There’s not point arguing with her. I won’t win. ‘OK, thanks.’ I get my things and give Gran a kiss on the cheek. ‘Eat something too, won’t you?’

‘Zorba would you bring me back a gyros too? Extra garlic sauce.’

He touches the side of his nose. ‘That’s the second hangover cure. But you have to have extra garlic sauce or it doesn’t work.’

Just how many hangovers have these two shared? ‘Call me if you—’

‘I won’t. Go and have fun.’ Zeus barks a goodbye.

We go to Zorba’s dusty farm truck that is so rusted out I’m amazed the panels are still attached. It’s so decrepit that I’m hesitant it’ll make the distance to the winery. Still, there’s one positive. I bet it can’t go very fast, otherwise the panels would surely blow away in the wind. He starts it up and I’m surprised to find it thrums and purrs like it’s got a powerful motor under the hood.

Seatbelt fastened we take off, and I clutch the dash. Why does everyone drive like it’s the apocalypse and we’re being chased by brain-eating zombies? What the hell is the rush when every other facet of life here is lived so achingly slowly?

I’m meant to be meeting Roxy and Georgios for a team meeting at Santorini Vineyard. But will I make it there alive? I call out for Zorba to slow down but the words are snatched away by the wind that blows through the many rust holes in the cab of the truck. I’m going to die next to a retired pig farmer who may or may not feed dead people to his pigs. There’s a certain Guy Ritchie aspect to it all, and I envision Posy playing the part of me in a daytime movie. She’d get a kick out of it too, she would. She’d overplay all my quirks until she was a caricature version of the real me. Still, it would mean I’d live on, if only in film.

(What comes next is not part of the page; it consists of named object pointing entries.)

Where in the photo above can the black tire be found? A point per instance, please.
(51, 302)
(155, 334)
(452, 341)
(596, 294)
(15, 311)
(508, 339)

And then I picture my beloved Gran, flannel atop her head waiting patiently for gyros and a bottle of Crazy Donkey, only to find Hellenic Police at her door, sharing the terrible news that not only is her hangover not going to be cured, she’s also lost her late-night drinking buddy, and her favourite granddaughter has met the same fate as her eight or possibly nine husbands and is waiting for her in the afterlife.

No, she couldn’t stand that sort of shock. Not at her age. ‘Zorba, I don’t want to die!’

‘Eh?’

‘I DON’T WANT TO DIE!’

‘I no understand.’ He lifts both palms off the steering wheel. That crafty so-and-so. It’s now evident why he and Gran are as thick as thieves! Now, he suddenly doesn’t understand English either?

‘Would you mind steering the vehicle with your actual hands?’ I gulp back the acidic taste of fear as he drives using only his knees. Hiskneeswhile he combs his windblown hair back with his fingers.

Just when I’m about to give in to my fate we arrive at the vineyard. I open to door and the handle comes clean off in my hand. Never mind. There’s no chance in hell I’ll ever be a passenger in Zorba’s vehicle again.